From 056bb5b0fab54fcf7ab2c1c6aa6562a1d79dd124 Mon Sep 17 00:00:00 2001
From: YaoyaoChang <cyy574006791@qq.com>
Date: Tue, 26 Aug 2025 19:44:34 -0700
Subject: [PATCH] add args to use_eager

---
 demo/inference_from_file.py     | 8 +++++++-
 demo/text_examples/2p_short.txt | 2 ++
 2 files changed, 9 insertions(+), 1 deletion(-)
 create mode 100644 demo/text_examples/2p_short.txt

diff --git a/demo/inference_from_file.py b/demo/inference_from_file.py
index 078b53a..21f3407 100644
--- a/demo/inference_from_file.py
+++ b/demo/inference_from_file.py
@@ -175,6 +175,11 @@ def parse_args():
         default=1.3,
         help="CFG (Classifier-Free Guidance) scale for generation (default: 1.3)",
     )
+    parser.add_argument(
+        "--use_eager",
+        action="store_true",
+        help="Use eager attention mode instead of flash_attention_2",
+    )
     
     return parser.parse_args()
 
@@ -244,11 +249,12 @@ def main():
     processor = VibeVoiceProcessor.from_pretrained(args.model_path)
 
     # Load model
+    attn_implementation = "flash_attention_2" if not args.use_eager else "eager"

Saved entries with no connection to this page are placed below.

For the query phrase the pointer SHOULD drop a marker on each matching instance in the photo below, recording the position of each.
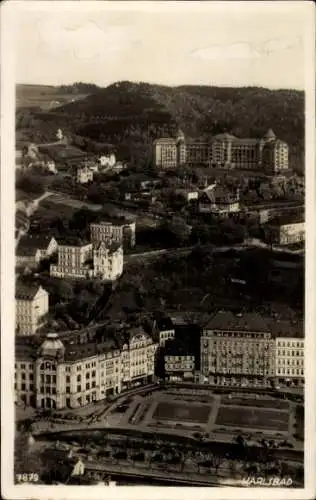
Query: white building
(71, 374)
(107, 161)
(286, 230)
(137, 358)
(114, 231)
(289, 353)
(74, 261)
(31, 249)
(218, 200)
(84, 175)
(31, 303)
(164, 330)
(107, 261)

     model = VibeVoiceForConditionalGenerationInference.from_pretrained(
         args.model_path,
         torch_dtype=torch.bfloat16,
         device_map='cuda',
-        attn_implementation="flash_attention_2" # we only test flash_attention_2
+        attn_implementation=attn_implementation # flash_attention_2 is recommended, eager may lead to lower audio quality
     )
 
     model.eval()
diff --git a/demo/text_examples/2p_short.txt b/demo/text_examples/2p_short.txt
new file mode 100644
index 0000000..0f9c0e4
--- /dev/null
+++ b/demo/text_examples/2p_short.txt
@@ -0,0 +1,2 @@
+Speaker 1: I heard there’s big news in TTS lately?
+Speaker 2: Yes! Microsoft Research just open-sourced VibeVoice. The model can generate speech up to 90 minutes long, with smooth delivery and rich emotion — it’s absolutely amazing.
\ No newline at end of file